Jeopardy’s production team does let contestants know what is and is not acceptable during taping. “In the prep session [before the show], we’re told things like minimum wagers for Daily Doubles and Final Jeopardy, what happens if the host makes a mistake, et cetera,” Meredith MacVittie, who was on the show in January 2019, said. “When we were talking about acceptable wagers, [the contestant coordinator] said that they wanted to avoid anything that the audience might consider offensive, like 69 or 666.”
MacVittie said that her taping group was also warned not to wager $1488 —a number associated with both the white supremacist ‘14 words’ slogan and as shorthand for ‘Heil Hitler’ —after a previous contender unwittingly used it because of some personal, non-Nazi meaning.
“Another contestant pointed out that it had white supremacist connotations,” MacVittie said. “The [$1488] contestant was mortified, and as the wager didn’t affect the outcome of the show, they were able to edit it out. I believe they digitally altered it in post-production, and had [former host] Alex Trebek dub over it. That was the only number she pointed out specifically, but she was clear that there was no tolerance for anything that hinted at racism, white supremacy, or anything of that nature.”
MacVittie and Westcott are both among the almost 300 former contestants—and counting—who have signed an open letter to Jeopardy’s producers, asking them to acknowledge and disavow the hurtful, offensive meaning of Donohue’s gesture, and to ensure that a similar hand signal is not broadcast again in the future.
“Regardless of his stated intent, the gesture is a racist dog whistle.
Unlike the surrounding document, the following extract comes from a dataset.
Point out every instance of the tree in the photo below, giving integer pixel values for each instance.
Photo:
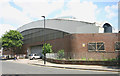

Some of the first people to notice this were not affiliated with Jeopardy! in any way—they were viewers who couldn’t believe what they’d seen, captured it on video, and shared it to Twitter,” the letter reads. “Among them were people of color who, needless to say, are attuned to racist messaging and not appreciative that the show allowed this symbol to be broadcast.”
“This event was the opposite of apolitical speech,” the letter continues. “It was perceived by people across demographic boundaries as a wink and a nod by white men about their superiority. And that speech is out there and the damage has been done.”
VICE has reached out to Donohue, but we have not yet received a response. The former contestants are right to be upset, as are the viewers who questioned whether this was an innocuous nod to Donohue’s three-night accomplishments, or whether it was something more insidious. In a time when this country is still reeling from the impact of the January 6 Capitol insurrection, and when extremists have traded their granddads’ white hoods and secrecy, for khaki pants, Fred Perry polos, and social media accounts, it’s irresponsible not to take this kind of thing seriously. This is one of those situations where saying nothing actually speaks volumes.